Chapter 13: Elementary Statistics

Basic Definitions

Statistics deals with the collection, organization, analysis, interpretation and presentation of data.

Statistics is the practice of turning data into information to identify trends and understand features of populations.

A variable is a characteristic of an individual in a population, the value of which can differ between entities within that population.

Types of Variables

A numeric variable is one whose observations are naturally recorded as numbers.

A continuous variable can be recorded as any value in some interval.

A discrete variable may take on only distinct numeric values.

A categorical variable may take only one of a finite number of possibilities.

A nominal variable is a categorical variable that cannot be logically ranked.

An ordinal variable is a categorical variable that can be naturally ranked.

Univariate data deals with only one variable at a time. Bivariate data deals with two variables at a time. Multivariate data deals with many variables at a time.

Summary Statistics

The distribution is a variable tells us what values it takes and how often. There are many numbers we can calculate that will tell this story.

Measures of Central Tendency

Mean

The arithmetic average. The sum of all the observations divided by the number of observations n.

\[\bar{X} = \frac{1}{n} \sum_{i=1}^n X_i\]

Median

Order all the observations from smallest to largest. This is the middle value (for odd n) or the average of the two middle values (for even n).

This value divides our data in half. The median is less affected by outliers than the mean and preferred when dealing with skewed data.

Mode

The most common value.

Counts, Percentages, and Proportions

For categorical data, it makes no sense to calculate numeric summaries. However, it is sometimes useful to count the number of observations that fall within each category. These counts or frequencies represent the most elementary summary statistic of categorical data.

A table is a useful way to summarize these frequencies.

From the table it is easy to calculate the proportion that represents the fraction of observations in each category, usually expressed as a decimal.

Measures of Location

A quantile is a value computed from a collection of numeric measurements that indicates an observation’s rank when compared to all the other present observations.

Percentiles are quantiles expressed on a percent scale.
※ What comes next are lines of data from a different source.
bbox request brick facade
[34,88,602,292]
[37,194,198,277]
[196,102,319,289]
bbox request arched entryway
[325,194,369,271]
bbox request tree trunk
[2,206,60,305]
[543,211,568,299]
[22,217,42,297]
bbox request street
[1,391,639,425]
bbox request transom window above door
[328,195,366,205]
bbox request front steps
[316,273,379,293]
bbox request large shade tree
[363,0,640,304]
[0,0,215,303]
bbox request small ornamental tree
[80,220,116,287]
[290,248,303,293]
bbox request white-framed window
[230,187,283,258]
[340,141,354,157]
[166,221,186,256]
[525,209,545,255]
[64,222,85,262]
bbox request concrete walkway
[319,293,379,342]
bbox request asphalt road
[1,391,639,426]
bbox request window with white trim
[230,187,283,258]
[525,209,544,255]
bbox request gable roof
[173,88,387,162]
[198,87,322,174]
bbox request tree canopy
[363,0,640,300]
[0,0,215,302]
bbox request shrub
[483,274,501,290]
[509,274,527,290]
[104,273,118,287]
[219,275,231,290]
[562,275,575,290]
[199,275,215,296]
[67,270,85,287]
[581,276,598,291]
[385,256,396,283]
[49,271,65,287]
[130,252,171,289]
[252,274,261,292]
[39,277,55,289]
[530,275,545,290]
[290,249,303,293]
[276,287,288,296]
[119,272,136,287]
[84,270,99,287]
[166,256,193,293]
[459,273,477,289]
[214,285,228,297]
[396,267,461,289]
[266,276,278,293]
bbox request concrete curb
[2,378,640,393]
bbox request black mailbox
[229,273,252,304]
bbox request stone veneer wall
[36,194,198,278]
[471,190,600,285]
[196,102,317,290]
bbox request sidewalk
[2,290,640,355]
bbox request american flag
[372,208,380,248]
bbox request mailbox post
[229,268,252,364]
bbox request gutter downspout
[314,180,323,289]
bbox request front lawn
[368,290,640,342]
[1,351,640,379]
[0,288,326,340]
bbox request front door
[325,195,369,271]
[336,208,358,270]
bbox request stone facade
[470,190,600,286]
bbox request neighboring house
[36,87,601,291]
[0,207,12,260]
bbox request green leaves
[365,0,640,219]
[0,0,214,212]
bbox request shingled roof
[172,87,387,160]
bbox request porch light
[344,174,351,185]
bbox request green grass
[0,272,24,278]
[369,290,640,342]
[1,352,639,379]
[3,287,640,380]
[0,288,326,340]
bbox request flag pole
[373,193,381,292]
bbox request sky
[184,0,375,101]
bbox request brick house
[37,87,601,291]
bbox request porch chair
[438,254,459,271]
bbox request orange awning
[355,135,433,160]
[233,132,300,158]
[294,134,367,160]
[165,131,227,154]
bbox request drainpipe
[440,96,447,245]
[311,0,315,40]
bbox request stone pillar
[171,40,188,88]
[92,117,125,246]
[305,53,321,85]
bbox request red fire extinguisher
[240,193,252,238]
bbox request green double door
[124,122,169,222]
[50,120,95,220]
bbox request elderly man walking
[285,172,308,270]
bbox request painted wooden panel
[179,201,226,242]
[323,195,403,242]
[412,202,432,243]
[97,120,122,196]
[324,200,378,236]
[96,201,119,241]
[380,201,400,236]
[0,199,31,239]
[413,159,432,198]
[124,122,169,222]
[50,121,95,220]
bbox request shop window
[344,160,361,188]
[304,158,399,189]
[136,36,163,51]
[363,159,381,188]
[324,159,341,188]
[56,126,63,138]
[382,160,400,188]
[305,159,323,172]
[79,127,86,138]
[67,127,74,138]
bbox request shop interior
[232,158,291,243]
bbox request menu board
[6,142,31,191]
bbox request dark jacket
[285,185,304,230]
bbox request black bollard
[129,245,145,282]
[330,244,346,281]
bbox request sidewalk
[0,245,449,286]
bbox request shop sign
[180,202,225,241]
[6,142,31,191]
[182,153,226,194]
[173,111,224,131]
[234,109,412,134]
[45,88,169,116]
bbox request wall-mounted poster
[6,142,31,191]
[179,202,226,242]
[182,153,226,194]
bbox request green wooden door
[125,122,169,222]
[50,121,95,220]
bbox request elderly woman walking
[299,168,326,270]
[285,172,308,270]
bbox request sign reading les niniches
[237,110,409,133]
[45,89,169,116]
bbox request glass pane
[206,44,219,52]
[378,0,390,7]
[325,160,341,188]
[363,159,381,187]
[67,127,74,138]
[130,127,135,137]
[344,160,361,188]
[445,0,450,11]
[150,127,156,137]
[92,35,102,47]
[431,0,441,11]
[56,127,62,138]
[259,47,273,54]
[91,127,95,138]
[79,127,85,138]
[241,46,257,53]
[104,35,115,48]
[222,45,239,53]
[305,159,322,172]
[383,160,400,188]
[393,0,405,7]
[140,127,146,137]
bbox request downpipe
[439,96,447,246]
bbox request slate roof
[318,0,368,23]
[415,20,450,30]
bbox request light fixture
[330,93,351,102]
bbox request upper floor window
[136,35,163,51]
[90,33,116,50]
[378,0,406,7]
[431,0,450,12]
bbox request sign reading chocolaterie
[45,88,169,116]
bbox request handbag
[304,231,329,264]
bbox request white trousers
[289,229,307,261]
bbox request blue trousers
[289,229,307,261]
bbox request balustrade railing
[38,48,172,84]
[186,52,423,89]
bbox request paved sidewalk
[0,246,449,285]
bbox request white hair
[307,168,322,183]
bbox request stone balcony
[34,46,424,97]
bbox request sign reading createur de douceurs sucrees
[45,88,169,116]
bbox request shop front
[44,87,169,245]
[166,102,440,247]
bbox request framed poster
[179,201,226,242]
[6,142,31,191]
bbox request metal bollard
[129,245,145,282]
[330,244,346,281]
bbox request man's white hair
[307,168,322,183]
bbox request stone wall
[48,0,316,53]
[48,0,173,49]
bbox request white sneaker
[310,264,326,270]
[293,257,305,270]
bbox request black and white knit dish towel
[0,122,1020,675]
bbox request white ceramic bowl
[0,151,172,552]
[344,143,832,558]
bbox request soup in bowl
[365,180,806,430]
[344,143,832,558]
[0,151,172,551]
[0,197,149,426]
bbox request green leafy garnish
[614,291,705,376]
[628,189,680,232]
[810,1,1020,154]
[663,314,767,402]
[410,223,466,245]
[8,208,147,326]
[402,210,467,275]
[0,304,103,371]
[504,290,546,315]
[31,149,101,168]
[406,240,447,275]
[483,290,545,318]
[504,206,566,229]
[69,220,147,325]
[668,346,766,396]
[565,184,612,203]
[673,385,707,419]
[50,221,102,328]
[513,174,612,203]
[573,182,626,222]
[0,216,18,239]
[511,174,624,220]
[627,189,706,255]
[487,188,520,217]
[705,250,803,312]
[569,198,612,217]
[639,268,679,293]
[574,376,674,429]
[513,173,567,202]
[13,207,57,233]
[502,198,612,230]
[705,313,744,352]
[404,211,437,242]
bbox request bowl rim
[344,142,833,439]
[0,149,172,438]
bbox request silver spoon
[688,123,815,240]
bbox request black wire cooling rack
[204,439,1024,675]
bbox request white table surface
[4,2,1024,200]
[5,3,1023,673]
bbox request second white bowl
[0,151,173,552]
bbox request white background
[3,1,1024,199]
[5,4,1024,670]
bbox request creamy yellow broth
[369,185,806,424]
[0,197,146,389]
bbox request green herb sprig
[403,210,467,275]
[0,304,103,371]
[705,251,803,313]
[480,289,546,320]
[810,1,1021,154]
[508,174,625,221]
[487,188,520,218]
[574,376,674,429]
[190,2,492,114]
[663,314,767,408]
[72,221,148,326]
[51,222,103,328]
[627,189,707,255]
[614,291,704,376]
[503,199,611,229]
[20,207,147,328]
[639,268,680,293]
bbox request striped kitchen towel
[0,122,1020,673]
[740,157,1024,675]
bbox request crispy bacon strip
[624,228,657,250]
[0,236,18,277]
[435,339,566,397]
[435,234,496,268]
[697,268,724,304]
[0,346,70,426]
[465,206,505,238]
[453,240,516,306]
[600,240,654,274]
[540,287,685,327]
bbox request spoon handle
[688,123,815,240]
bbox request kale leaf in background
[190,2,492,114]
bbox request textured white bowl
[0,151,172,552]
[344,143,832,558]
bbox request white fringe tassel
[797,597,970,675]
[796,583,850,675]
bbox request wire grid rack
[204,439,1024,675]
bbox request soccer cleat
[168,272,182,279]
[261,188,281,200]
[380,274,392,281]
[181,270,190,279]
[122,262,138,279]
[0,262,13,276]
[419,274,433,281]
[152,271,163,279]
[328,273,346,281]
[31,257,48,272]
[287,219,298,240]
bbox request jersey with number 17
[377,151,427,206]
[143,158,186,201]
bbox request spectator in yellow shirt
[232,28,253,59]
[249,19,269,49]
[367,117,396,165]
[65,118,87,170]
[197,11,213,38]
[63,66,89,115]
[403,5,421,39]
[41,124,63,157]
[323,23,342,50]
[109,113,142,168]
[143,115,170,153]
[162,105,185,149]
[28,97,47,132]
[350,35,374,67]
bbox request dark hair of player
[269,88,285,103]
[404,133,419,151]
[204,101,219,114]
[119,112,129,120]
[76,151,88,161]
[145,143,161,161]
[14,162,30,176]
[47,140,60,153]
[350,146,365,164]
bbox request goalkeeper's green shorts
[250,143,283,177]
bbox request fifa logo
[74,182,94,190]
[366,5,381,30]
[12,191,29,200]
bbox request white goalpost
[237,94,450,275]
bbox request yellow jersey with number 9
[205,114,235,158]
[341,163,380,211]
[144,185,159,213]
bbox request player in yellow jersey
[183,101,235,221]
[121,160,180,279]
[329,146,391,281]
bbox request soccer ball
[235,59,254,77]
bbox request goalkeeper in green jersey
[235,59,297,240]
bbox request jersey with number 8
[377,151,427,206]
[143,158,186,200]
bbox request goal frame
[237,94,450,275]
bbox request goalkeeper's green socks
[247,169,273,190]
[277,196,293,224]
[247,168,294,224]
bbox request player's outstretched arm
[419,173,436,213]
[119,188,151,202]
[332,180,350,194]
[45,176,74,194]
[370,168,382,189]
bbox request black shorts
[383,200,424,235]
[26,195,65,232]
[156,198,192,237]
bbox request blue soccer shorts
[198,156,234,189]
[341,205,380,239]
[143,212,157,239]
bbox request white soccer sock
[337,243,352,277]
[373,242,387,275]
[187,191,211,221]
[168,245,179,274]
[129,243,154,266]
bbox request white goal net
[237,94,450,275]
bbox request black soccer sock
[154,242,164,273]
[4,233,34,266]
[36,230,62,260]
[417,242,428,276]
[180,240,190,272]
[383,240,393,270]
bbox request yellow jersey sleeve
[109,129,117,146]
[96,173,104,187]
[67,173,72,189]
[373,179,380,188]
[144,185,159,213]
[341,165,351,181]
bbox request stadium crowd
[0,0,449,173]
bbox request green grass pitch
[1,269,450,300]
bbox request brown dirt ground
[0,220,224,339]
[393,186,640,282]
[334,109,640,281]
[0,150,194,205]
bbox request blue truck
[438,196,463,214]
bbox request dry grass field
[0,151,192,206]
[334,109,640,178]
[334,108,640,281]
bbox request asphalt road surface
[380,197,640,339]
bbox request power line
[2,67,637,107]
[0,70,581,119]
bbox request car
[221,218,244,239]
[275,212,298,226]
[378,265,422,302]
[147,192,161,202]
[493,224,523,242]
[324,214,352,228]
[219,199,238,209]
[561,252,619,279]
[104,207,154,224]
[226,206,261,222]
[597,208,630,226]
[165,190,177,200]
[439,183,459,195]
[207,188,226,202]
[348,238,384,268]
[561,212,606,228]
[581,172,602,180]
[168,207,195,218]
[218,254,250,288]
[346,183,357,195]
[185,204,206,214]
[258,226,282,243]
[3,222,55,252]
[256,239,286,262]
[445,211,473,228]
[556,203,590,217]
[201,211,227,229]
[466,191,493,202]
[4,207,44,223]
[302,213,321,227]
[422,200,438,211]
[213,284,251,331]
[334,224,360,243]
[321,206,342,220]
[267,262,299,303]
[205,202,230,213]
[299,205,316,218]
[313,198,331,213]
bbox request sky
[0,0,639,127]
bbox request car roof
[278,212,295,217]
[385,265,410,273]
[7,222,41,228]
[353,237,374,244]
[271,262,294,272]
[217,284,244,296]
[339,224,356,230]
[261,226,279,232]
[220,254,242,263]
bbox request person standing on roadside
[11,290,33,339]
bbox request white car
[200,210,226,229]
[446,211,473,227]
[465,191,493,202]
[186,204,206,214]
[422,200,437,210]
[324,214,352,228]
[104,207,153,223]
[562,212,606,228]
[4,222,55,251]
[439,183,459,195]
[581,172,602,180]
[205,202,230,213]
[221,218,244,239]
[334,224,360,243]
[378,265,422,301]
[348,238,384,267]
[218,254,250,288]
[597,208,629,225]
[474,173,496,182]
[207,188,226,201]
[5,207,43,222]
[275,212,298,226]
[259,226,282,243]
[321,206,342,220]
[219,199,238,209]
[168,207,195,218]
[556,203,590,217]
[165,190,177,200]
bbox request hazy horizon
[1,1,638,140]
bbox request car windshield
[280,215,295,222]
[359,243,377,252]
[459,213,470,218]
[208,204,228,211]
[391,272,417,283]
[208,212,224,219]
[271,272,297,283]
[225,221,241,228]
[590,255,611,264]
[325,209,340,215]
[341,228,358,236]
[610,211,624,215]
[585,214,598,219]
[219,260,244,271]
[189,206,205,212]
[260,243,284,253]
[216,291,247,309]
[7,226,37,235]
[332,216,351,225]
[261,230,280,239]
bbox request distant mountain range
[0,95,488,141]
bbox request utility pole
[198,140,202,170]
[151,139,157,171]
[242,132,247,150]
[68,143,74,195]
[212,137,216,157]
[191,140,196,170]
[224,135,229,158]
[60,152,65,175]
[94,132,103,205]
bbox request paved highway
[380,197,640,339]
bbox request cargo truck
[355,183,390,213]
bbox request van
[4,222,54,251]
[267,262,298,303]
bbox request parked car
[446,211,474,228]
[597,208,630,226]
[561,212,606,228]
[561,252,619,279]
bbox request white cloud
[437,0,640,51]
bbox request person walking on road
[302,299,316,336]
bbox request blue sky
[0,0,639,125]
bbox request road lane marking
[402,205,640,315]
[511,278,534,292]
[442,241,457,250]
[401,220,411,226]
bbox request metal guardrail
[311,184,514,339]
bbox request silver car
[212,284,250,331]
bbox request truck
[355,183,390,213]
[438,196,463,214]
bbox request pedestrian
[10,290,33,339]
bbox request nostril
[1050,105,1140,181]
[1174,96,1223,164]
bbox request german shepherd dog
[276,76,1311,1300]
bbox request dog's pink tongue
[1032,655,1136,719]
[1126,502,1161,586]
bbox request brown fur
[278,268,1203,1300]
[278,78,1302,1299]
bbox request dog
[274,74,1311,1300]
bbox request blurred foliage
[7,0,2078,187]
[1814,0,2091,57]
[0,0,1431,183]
They divide the distribution of a variable in 100 equal pieces.

To find the \(p\)th percentile use the ranked-ordered data to calculate:

\[m = \frac{p}{100}n\] If \(m\) is not an integer, round up. The pth percentile is the data value located at the position of the next integer greater than \(m\). If \(m\) is an integer, calculate the mean of positions \(m\) and \(m+1\). We can also talk about deciles, quartiles, etc.

Five-number summary

The five-number summary of a variable is comprised of the 0th percentile (the minimum), the 25th percentile, the 50th percentile, the 75th percentile, and the 100th percentile (the maximum).

Measures of Variability

Measures of spread or dispersion tell us how much variability there is in the data.

Range

Difference between the minimum and maximum value.

IQR - Interquartile Range

Difference between the third and first quartile.

Variance and Standard Deviation

The sample variance measures the degree of the spread of numeric observations around their arithmetic mean.

The variance is a particular representation of the average squared distance of each observation when compared to the mean.

\[\ s^2 = \frac{1}{n-1} \sum_{i=1}^n (x_i-\bar{x})^2\]

The standard deviation is simply the square root of the variance \(\sqrt{\ s^2 }\).

Measures of Relative Standing

The z-score is a measure that indicates the relative position of a data value with respect to the data of which it is a member.

This implies a transformation on the data also called standardization or normalization. To do this transformation, subtract the mean and divide by the standard deviation:

\[\ z_i = \frac{x_i - \bar{x}}{s}\]

Outliers

An outlier is an observation that does not appear to “fit” with the rest of the data.

A value with a z-score of \(+/- 3\) or \(+/- 2.5\) might be considered an outlier.

Measures of Association

Sometimes we are interested in investigating the relationship between two numeric variables.

The covariance expresses how much two numeric variables change together and the nature of that relationship, whether it is positive or negative.

\[\ s_{xy} = \frac{1}{n-1} \sum_{i=1}^n (x_i-\bar{x})(y_i-\bar{y})\]

The correlation allows you to interpret the covariance further by identifying both the direction and the strength of any association.

\[\ r_{xy}=\frac{\ s_{xy}} {\ s_x\ s_y}\] where \(-1 \le \ r_{xy} \le +1\).

Notice that this is Pearson’s product-moment correlation coefficient and it measures only the linear association between two variables. Correlations closer to \(\pm 1\) are strong and those closer to \(0\) are weak.